The Great Ordovician Biodiversification Event (GOBE): The palaeoecological dimension

Servais, T., Owen, A. W., Harper, D. A., Kröger, B., Munnecke, A.
DOI
DOI10.1016/j.palaeo.2010.05.031
Aasta2010
AjakiriPalaeogeography, Palaeoclimatology, Palaeoecology
Köide294
Number3-4
Leheküljed99-119
Tüüpartikkel ajakirjas
Keelinglise
Id24003

Abstrakt

The ‘Great Ordovician Biodiversification Event’ (GOBE) saw a spectacular increase in marine biodiversity at all taxonomic levels largely within the phyla established much earlier during the so-called ‘Cambrian Explosion’. The diversification was probably the result of a combination of several geological and biological processes and the positive feedbacks resulting from them. The present paper reviews the palaeoecological dimension of the GOBE. It involved major increases in α, ß and γ biodiversity largely associated with the rise of the Paleozoic Evolutionary Fauna dominated by suspension feeders and involving a greater occupation of ecospace and more complex ecological structures in the Ecological Evolutionary Units P1 and P2. In the benthos, these include more complex food webs than those of the Cambrian, greater tiering, especially above the sediment–water interface, and the development of guild structures indicating increased competition between taxa for particular resources. The Ordovician is characterized by a profound change in reef composition, with a switch from microbial-dominated reefs in the Early and Middle Ordovician to metazoan-dominated reefs in the Late Ordovician. Increases in complexity of deep-water trace fossil assemblages began in the Early Ordovician and mark the increasing exploitation in that environment and the development of hardgrounds permitted bioerosion and encrusting strategies together with the appearance of cryptic communities.

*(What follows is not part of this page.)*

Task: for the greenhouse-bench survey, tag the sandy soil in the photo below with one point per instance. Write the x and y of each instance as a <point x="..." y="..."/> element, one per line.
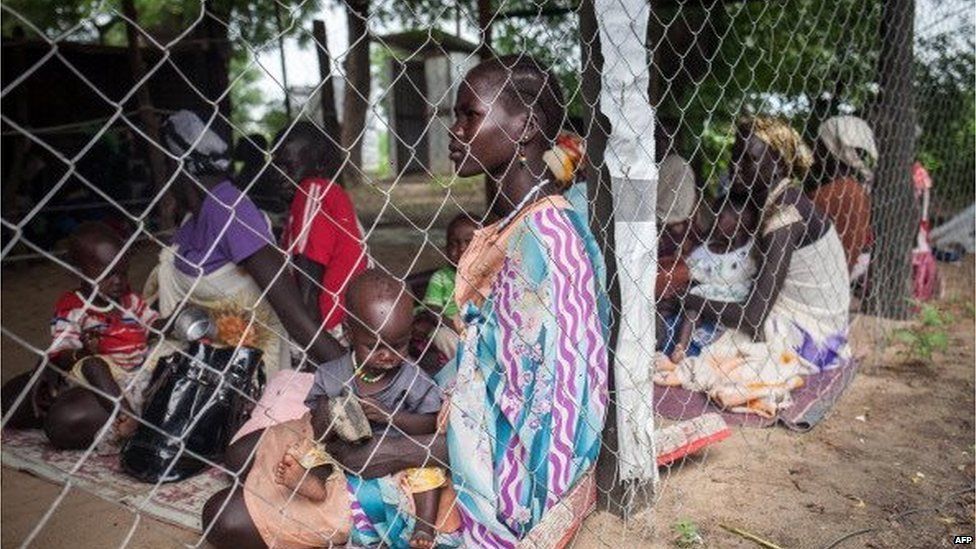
<point x="896" y="455"/>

Within the water column, the GOBE involved a significant increase in the diversity of the phytoplankton and the development of a diverse zooplankton (including planktotrophic larvae from a range of invertebrate clades). This revolution in the plankton enabled the establishment of a diverse fauna of pelagic vertebrates, molluscs and arthropods and promoted the rise of suspension feeders in the benthos. An escalation amongst predators and thus community evolution may also have been a major driver of biodiversification.